The utility of RAI in critically ill children throughout four cohorts was assessed by Basu et al. in 2014. RAI was found to be very effective in predicting severe AKI on day 3 with a negative predictive value of > 92% [19]. A subsequent single centre prospective trial on a similar cohort (n = 184) further reinforced RAI’s predictive ability of severe AKI on day 3, especially with the addition of urinary NGAL (AUC/ROC 0.80 to 0.97) [24]. Successive single centre studies and the multi-centre AWARE study have reached similar conclusions [25, 26]. We performed a similar validation study to evaluate the use of the STARZ score. In our study, the area under the ROC curve was observed to be 0.932 (95% CI 0.910–0.954) [p < 0.001] in the validation cohort, indicating high discriminative power of our AKI predictive score. The STARZ scoring model had a sensitivity of 82.1% [147/179], specificity of 91.7% [376/410], positive predictive value of 81.2% [147/181], negative predictive value of 92.2% [376/408] and accuracy of 88.8% [523/589].
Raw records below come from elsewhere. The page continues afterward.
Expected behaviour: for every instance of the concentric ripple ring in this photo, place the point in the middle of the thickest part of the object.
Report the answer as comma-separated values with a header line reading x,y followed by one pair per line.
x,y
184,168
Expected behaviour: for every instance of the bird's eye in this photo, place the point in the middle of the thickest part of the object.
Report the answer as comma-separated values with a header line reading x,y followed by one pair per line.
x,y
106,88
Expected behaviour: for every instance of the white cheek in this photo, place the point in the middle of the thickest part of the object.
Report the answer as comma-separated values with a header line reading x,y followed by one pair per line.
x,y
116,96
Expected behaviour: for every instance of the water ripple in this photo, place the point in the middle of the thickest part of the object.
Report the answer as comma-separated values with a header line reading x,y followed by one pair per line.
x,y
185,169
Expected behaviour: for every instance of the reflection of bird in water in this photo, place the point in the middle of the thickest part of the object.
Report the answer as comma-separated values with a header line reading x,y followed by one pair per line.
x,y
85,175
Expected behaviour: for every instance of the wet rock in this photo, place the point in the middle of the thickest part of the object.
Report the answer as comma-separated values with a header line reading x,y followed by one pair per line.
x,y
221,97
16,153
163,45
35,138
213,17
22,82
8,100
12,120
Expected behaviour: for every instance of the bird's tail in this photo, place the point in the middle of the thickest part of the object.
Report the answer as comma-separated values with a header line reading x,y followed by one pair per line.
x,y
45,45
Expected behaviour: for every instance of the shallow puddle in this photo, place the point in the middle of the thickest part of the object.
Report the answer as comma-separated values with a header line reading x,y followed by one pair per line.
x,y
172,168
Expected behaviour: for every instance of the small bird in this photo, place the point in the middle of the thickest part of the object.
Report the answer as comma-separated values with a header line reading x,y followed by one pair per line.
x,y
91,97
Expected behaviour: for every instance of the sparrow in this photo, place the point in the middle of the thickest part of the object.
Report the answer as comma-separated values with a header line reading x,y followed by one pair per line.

To our knowledge, no similar predictive model of neonatal AKI risk exists comparable to our STARZ score for assessing futility. Moreover, the greatest asset of this study is that it encompasses the most expansive data pool that has ever been used to evaluate an AKI risk prediction score in neonates. All parameters of this scoring system could be assessed during admission in the NICU in a resource-limited setting, making it an ideal tool to guide clinical decision-making. Using 10 simple and easily available parameters within the first 12 h of NICU admission, neonatologists can rapidly predict the risk of AKI. This ultimately reduces the mortality of at-risk neonates with its early recognition and rapid initiation of evidence-based interventions. Moreover, the risk of AKI in neonates admitted to the NICU can be quantitatively determined by the STARZ score. To directly compare clinical decisions made with or without the use of the STARZ scoring system, additional evaluation is required in low-resource settings using larger data pools with more diverse ethnicities. We believe the STARZ score is a clinical adjunct that will lead to the optimization of AKI biomarker performance in the neonatal population and subsequently improve the lives of neonates around the world.